Глава 4. В прекрасной сильной речи об эмигрантах Бриссо ясно показал намерения королей и какой смерти они готовились предать Революцию Зарежут ли они ее?

ВОЙНА

 

В прекрасной сильной речи об эмигрантах Бриссо ясно показал намерения королей и какой смерти они готовились предать Революцию Зарежут ли они ее?

Нет, они ее задушат.

Нарисовав картину европейской лиги, показав истинное лицо государей, одних — со шпагой в руке и открыто поднявших знамя ненависти, других — в маске лицемерия, надетой до тех пор, пока не придет время ее сбросить, он вскричал:

— Ну что же, пусть их! Давайте не только примем вызов аристократической Европы, но и предупредим его; не будем ждать, пока на нас нападут: давайте нападем первыми!

В ответ на призыв оратора раздались громкие аплодисменты.

Дело в том, что Бриссо, человек, полагавшийся скорее на инстинкт, нежели на гений, только что ответил на чаяния тех, кто участвовал в выборах 1791 года: война!

Не та война, которую объявляет деспот за оскорбление, нанесенное его трону, его имени, одному из его союзников, или ради присоединения провинции, подчиненной его королевству или империи; это война, несущая с собой дыхание жизни; это война, медные фанфары которой поют всем, кто их слышит: «Поднимайтесь, жаждущие свободы!
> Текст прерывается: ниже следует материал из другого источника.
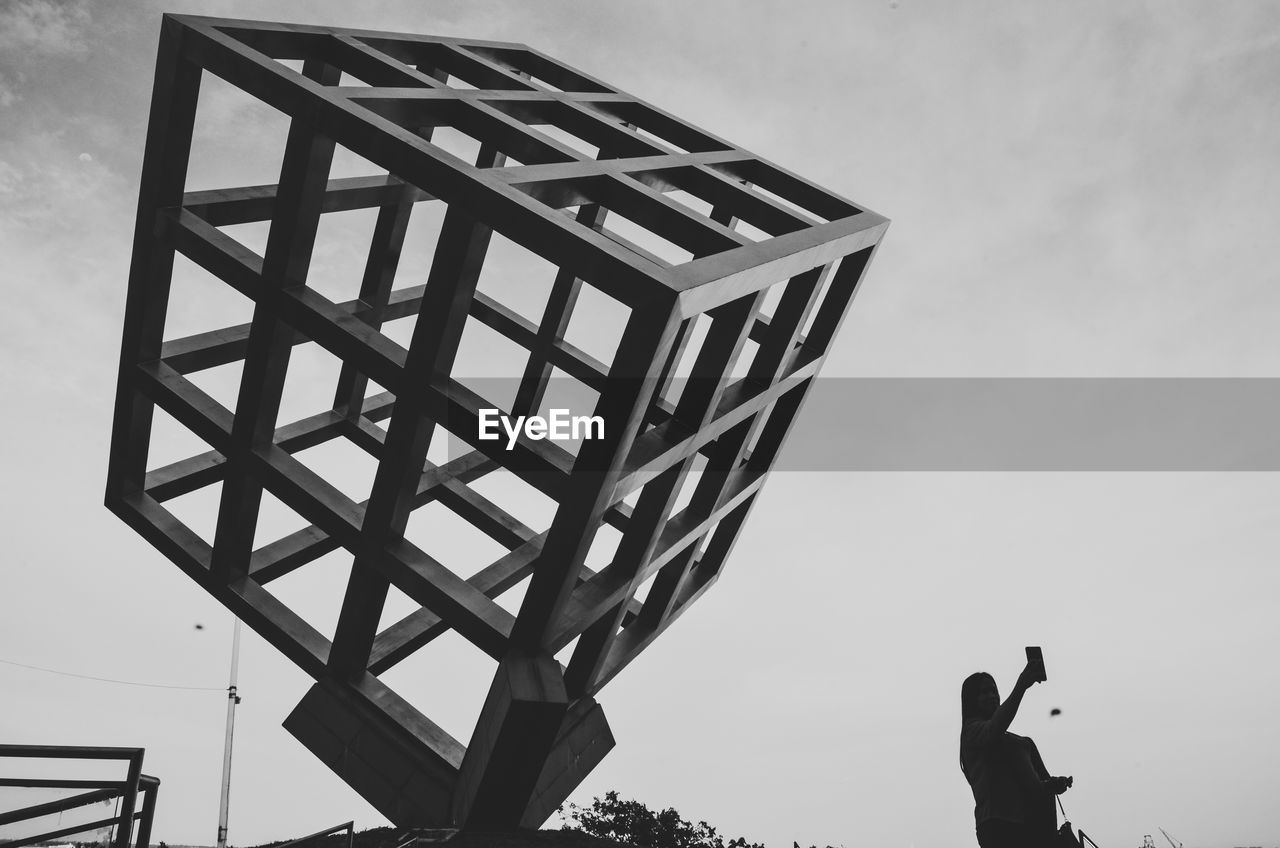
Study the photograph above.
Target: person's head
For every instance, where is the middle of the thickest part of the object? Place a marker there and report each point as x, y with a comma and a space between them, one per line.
978, 697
Мы несем вам освобождение!»

И в самом деле, становился все громче, все увереннее ропот, подобный шуму прилива.

Это был ропот недовольства тридцати миллионов человек, которые еще не заговорили в полный голос, но уже проявляли недовольство; это недовольство Бриссо только что передал следующими словами: «Не будем ждать, пока на нас нападут: давайте нападем первыми!»
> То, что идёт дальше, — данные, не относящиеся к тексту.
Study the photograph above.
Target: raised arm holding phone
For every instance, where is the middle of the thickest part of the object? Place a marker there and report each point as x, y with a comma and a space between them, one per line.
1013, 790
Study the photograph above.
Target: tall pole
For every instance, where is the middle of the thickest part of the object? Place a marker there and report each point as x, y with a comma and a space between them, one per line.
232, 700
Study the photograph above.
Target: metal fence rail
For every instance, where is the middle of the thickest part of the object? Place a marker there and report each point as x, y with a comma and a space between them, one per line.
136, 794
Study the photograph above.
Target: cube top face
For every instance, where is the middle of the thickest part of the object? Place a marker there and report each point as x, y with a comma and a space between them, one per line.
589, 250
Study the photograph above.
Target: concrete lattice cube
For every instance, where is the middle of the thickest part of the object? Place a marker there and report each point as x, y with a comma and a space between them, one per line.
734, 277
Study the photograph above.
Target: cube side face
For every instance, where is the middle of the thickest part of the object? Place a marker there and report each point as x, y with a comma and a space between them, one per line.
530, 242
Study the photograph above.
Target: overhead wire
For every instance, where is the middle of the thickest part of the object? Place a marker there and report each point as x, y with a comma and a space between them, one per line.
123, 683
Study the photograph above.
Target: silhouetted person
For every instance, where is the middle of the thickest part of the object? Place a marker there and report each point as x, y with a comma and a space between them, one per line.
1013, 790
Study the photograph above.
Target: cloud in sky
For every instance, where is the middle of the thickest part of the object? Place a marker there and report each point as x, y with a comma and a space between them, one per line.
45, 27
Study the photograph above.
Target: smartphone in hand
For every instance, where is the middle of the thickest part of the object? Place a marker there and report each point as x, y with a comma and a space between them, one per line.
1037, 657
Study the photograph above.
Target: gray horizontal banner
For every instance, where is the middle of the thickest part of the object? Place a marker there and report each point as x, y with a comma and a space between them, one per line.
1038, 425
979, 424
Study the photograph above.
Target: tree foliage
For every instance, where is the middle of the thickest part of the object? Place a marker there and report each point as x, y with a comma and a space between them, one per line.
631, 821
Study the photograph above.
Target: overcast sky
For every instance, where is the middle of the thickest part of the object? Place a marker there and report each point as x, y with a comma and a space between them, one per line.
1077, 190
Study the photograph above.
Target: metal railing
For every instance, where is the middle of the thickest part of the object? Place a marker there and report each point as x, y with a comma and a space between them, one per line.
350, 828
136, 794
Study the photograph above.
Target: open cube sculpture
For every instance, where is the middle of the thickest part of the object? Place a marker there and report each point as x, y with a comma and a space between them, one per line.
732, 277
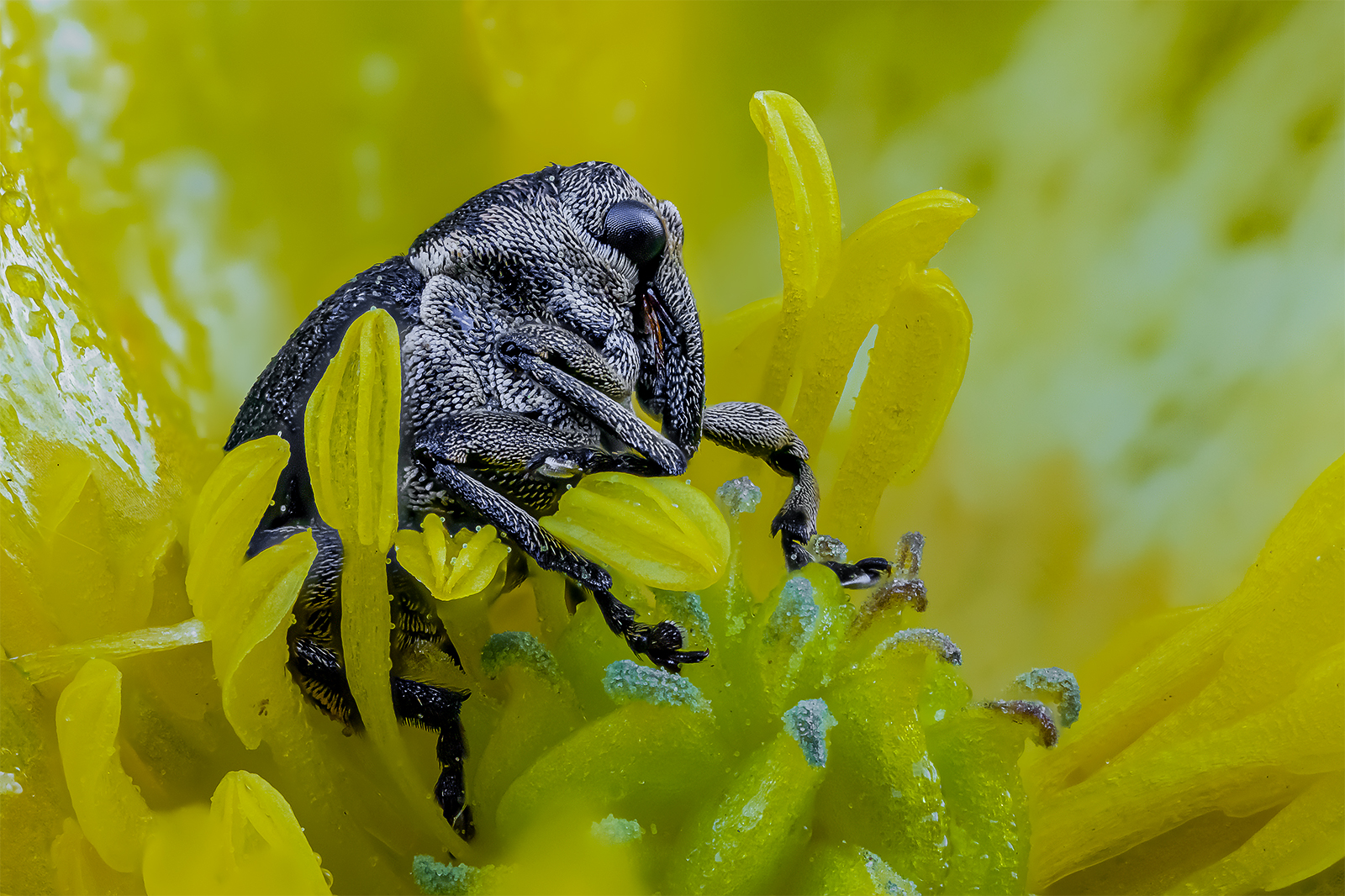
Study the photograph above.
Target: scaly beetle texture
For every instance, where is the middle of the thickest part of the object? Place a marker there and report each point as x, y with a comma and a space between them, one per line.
530, 318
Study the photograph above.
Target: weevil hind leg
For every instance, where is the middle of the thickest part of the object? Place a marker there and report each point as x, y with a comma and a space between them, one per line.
439, 709
759, 430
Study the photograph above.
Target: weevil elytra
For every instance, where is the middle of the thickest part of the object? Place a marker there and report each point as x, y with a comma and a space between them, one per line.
530, 319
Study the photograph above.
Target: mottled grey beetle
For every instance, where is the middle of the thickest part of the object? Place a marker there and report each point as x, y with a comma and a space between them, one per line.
529, 319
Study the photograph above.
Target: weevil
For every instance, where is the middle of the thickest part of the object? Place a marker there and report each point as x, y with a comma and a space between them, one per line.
530, 319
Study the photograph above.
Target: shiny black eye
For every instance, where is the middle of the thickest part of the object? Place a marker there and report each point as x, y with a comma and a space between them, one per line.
636, 230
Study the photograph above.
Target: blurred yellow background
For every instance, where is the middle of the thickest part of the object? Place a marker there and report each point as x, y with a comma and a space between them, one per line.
1154, 273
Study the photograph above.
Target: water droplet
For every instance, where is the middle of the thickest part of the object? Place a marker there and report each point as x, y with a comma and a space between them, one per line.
15, 208
26, 282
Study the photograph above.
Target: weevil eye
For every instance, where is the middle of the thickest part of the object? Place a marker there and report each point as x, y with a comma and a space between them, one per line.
636, 230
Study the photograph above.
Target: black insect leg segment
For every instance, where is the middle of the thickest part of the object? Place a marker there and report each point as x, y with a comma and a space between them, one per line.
315, 662
759, 430
439, 710
661, 643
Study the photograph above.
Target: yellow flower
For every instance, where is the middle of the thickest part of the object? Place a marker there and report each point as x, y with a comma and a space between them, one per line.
114, 383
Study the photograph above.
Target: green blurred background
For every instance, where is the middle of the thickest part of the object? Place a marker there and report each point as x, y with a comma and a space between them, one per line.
1156, 272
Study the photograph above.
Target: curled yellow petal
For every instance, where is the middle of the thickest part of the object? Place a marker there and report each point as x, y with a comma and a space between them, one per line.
108, 804
228, 512
915, 372
264, 593
246, 842
661, 532
1231, 717
351, 432
872, 276
451, 568
807, 215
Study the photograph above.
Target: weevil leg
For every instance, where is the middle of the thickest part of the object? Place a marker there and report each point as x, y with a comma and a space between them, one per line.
508, 445
661, 643
551, 354
315, 662
439, 709
759, 430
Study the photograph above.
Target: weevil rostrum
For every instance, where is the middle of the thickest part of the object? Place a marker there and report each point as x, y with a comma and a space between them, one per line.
530, 319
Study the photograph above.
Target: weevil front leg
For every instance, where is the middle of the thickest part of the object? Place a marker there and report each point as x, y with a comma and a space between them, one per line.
315, 662
757, 430
662, 643
575, 372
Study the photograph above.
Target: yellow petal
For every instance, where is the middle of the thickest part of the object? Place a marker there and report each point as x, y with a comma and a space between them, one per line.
915, 372
661, 532
809, 219
108, 804
228, 512
451, 575
1235, 714
264, 595
873, 266
475, 564
246, 842
351, 432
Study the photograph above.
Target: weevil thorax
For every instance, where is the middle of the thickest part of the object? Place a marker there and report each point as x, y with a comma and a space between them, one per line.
540, 248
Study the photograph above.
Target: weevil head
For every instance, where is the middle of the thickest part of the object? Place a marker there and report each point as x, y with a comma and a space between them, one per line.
588, 248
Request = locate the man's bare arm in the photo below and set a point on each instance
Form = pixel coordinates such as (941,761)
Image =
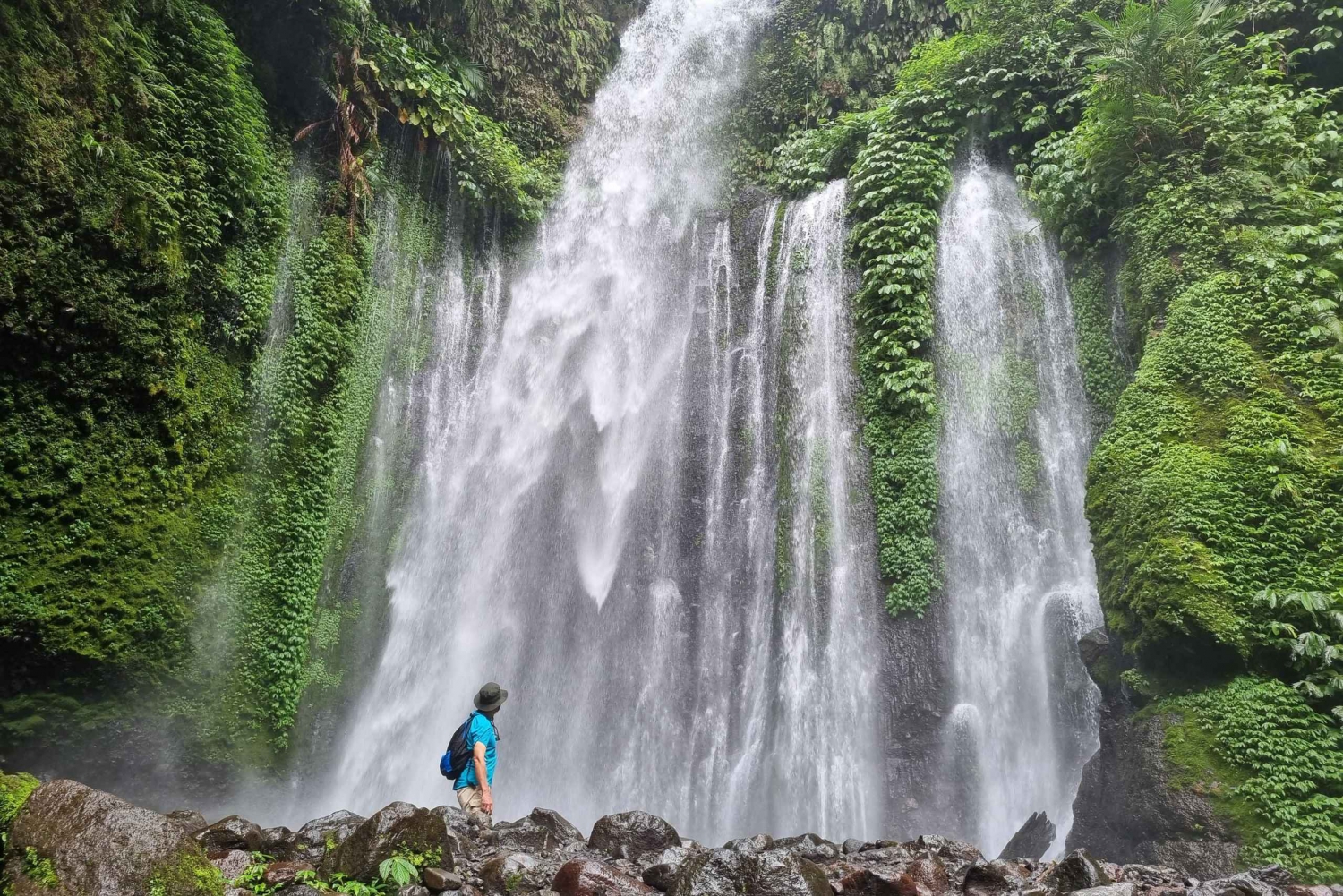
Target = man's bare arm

С той минуты, как эти слова были встречены дружными аплодисментами, Франция почувствовала свою силу; она не только могла атаковать, но и должна была победить.

Оставалось обсудить некоторые незначительные вопросы. Должно быть, наши читатели заметили, что это историческая книга, а не романа мы, вероятно, никогда больше не вернемся к этой великой эпохе, которой мы уже касались в «Бланш де Болье», в «Шевалье де Мезон-Руж» и еще в одной книге, написанной три года тому назад и пока не опубликованной, но которая вот-вот должна появиться: вот почему мы должны пересказать ее содержание Впрочем, мы всего в нескольких словах изложим эти незначительные вопросы, чтобы как можно скорее вернуться к событиям, о которых мы повествуем и в которых принимают самое непосредственное участие герои нашей книги.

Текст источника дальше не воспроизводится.